Philip listened to the room, with its cutting and chewing and swallowing, listened to the little speeches that cut and chewed and swallowed. Upstairs, he could hear one of the babies crying; out in the kitchen, children shouting. The banished Mutz was barking at the porch window; Mrs. Pherson was clearing her throat. In a precise line between Aunt Lou’s shoulder and a dim portrait of the second James Pherson, Mae stood, holding out a plate of corn muffins. Philip looked at her. He looked at all the eyes, and the jaws, and the smiles. Then he looked out the window where sleet was still falling, on across the road to the white barn lot, and up the hill to where the gravestones were just visible. “They can all remember Christmas in this house,” Mae had said, “back maybe eight generations.” And now he, Philip Corrigan—without ever thinking what he was about—had become an accomplice to still another generation. He would be one of them. With Mae and her mother and her family, there would be no stopping things, or changing them, just as there had been no stopping or changing them since the first James Pherson had put up those square-hewn timbers.

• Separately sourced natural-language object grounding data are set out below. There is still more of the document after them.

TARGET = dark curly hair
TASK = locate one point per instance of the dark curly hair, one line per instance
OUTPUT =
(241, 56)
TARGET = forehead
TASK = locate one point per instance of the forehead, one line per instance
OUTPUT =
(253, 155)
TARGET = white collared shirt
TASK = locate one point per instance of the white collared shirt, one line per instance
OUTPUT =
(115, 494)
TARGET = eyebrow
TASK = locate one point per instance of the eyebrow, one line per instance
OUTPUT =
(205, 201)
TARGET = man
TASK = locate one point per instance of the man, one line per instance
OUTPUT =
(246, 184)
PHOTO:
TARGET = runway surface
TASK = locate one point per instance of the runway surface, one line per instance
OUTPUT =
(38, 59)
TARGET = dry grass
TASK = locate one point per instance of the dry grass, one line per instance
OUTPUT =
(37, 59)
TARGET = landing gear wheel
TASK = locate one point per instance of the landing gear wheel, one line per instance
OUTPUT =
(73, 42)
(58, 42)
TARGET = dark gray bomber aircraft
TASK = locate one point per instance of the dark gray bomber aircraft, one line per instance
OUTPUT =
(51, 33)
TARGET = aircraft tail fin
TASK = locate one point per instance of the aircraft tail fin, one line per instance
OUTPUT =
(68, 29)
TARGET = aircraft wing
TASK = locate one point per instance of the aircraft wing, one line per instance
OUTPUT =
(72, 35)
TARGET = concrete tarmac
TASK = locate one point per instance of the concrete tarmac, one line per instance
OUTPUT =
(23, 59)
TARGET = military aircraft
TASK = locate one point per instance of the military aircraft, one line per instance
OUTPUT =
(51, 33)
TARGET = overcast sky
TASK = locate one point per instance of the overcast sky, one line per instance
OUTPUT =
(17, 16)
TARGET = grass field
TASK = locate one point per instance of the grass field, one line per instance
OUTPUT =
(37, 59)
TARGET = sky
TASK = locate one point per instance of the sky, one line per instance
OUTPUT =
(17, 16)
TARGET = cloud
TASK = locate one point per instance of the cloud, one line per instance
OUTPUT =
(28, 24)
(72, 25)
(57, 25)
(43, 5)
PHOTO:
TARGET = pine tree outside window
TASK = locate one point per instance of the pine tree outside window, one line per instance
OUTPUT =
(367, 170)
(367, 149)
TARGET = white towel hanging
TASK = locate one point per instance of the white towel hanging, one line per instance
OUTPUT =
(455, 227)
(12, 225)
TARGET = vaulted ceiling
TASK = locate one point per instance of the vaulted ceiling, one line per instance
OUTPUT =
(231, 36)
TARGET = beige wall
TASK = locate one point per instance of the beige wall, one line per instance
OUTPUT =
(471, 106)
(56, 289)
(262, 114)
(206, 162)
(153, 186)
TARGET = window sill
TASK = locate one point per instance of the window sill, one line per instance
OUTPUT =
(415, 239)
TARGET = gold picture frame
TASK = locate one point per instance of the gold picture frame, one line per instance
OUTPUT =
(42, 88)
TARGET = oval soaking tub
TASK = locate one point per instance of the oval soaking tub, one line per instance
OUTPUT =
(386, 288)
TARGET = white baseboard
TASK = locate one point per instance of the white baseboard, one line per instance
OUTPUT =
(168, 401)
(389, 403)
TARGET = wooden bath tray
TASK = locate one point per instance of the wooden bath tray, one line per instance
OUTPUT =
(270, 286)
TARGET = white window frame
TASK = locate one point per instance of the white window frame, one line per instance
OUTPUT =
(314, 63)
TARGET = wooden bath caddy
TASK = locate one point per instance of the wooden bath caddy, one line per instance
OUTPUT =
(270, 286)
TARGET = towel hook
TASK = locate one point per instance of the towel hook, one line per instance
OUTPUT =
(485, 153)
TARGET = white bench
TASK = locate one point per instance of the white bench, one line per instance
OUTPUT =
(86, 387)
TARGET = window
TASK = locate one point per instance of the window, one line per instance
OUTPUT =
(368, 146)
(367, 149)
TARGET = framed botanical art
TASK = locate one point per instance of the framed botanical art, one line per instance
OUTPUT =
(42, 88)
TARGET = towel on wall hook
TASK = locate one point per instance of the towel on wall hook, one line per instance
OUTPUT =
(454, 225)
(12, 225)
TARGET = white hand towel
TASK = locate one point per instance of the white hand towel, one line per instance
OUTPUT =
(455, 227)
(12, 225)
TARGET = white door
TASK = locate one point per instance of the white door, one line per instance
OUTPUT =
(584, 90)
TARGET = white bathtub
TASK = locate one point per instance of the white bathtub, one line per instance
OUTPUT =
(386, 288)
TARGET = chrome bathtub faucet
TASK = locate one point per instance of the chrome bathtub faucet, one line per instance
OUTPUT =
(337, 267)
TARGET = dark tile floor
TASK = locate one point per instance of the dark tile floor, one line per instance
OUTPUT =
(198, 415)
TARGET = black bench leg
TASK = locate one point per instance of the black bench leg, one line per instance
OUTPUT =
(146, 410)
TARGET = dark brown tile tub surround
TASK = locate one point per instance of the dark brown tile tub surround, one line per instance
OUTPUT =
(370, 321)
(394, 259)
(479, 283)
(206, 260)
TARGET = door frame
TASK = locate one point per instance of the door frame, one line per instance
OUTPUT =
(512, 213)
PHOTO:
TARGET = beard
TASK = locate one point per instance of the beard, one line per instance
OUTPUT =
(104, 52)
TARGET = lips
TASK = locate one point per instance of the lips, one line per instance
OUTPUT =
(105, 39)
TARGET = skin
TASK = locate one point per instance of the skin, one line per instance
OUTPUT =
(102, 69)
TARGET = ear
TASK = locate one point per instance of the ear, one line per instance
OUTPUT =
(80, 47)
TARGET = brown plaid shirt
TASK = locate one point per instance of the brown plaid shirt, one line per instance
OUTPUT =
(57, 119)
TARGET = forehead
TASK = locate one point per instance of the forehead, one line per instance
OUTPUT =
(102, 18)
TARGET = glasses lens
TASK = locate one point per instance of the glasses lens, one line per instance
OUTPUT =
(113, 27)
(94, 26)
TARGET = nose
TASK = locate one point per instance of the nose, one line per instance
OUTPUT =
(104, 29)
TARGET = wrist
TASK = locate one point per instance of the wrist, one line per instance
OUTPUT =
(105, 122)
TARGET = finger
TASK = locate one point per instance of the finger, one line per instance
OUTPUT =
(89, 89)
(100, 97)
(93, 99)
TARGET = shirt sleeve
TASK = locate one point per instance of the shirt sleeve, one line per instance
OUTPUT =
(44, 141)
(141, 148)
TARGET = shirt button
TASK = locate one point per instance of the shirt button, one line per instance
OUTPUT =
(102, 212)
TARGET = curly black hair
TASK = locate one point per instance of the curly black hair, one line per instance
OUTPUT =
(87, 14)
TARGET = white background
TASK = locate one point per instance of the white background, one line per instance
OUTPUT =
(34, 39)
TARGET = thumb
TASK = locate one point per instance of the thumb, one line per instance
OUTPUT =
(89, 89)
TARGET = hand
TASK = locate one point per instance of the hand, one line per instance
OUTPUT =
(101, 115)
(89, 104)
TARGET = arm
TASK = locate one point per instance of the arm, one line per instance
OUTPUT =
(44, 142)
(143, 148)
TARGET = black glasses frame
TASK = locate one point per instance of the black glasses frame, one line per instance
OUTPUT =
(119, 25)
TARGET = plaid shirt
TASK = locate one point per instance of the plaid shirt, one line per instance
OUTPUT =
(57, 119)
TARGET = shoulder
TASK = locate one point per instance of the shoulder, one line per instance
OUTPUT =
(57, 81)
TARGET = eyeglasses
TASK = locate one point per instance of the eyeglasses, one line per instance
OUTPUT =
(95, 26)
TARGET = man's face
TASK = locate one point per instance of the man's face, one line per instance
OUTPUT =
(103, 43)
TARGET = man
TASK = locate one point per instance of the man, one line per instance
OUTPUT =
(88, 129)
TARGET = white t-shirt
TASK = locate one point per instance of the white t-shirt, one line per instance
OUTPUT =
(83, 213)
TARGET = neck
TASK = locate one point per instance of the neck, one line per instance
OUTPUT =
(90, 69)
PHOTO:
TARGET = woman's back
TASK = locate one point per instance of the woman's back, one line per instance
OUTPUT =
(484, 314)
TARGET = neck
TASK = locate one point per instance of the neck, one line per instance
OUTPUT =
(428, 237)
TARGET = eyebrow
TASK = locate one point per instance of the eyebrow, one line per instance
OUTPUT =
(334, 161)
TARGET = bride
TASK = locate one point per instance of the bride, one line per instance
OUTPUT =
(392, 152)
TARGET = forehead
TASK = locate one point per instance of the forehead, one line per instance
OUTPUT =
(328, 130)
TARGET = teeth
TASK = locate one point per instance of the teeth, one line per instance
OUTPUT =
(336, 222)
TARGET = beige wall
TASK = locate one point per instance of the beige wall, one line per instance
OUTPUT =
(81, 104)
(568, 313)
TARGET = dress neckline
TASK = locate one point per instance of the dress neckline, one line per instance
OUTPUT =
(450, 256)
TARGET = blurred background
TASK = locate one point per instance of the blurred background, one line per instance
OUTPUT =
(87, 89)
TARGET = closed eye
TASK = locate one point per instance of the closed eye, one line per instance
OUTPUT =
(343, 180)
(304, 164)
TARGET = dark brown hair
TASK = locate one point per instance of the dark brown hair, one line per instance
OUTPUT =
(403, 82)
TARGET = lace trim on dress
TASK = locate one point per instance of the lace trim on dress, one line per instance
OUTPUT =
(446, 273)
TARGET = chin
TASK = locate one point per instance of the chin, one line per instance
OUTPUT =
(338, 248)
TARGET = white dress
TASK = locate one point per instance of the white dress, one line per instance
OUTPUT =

Philip felt extremely hot, and thought he might have a fever. When he lifted his hands to wipe across his upper lip, they smelled strongly of turkey fat.

“Would you—would you excuse me, please?” he said softly, to all the people not listening. “I think I’ll go check on the fire.” And he arranged the carving knife and fork with the Old English P neatly on the edge of the large antique platter, put his napkin in a rumpled fold beside his plate, got up and walked quickly out of the room.

In the parlor the air was cool at last, fed by little drafts around the old windows. The logs had burned through and fallen off the andirons into a bed of red coals and grey ashes. Ned and Sam stood silent as antiquity, cooling.

Philip walked to the little Christmas tree, studied its sagging chain-mail limbs and its tumbled field of presents; then he turned and crossed the room to the upright piano where he had put his guitar. Mae’s portrait smiled past him toward her invisible wedding photographer. Philip picked up his guitar, took it over to the hearth and sat down on the petit-pointed stool in front of Ned and Sam. He tuned it softly, a string at a time, strummed and tuned some more; then he began to play. At first almost inaudibly, he played a mountain ballad, then a Christmas carol.

“Philip! Philip? What on earth are you doing in here? Come on back for dessert! Everybody’s waiting for you.” Philip turned and over his shoulder saw Mae standing in the doorway, her apron almost as wide as her mother’s, her feet small, set apart, with silver buckles on the shoes. “Mother’s serving her special ice cream. You know, the kind with eggs in it and all top cream. You don’t want to miss that!”

Philip kept picking at the guitar strings, shifting his fingers across the frets to change the harmony. He began to hum.

“Philip, you come on now, right this minute. It’s your Christmas dessert. And it’ll melt!” Mae stared straight at him, but only for a moment; then she turned on her buckled shoe and went briskly back to the Pherson table. Philip kept humming as he watched her cross the hall into the dining room. Then his eyes circled the parlor walls, lightly passing each sagging picture without focusing on a single one of them. And he began to sing. He put his left foot up on the base of an andiron, and, huddling toward the dying fire, he played to Ned and Sam, and sang and sang.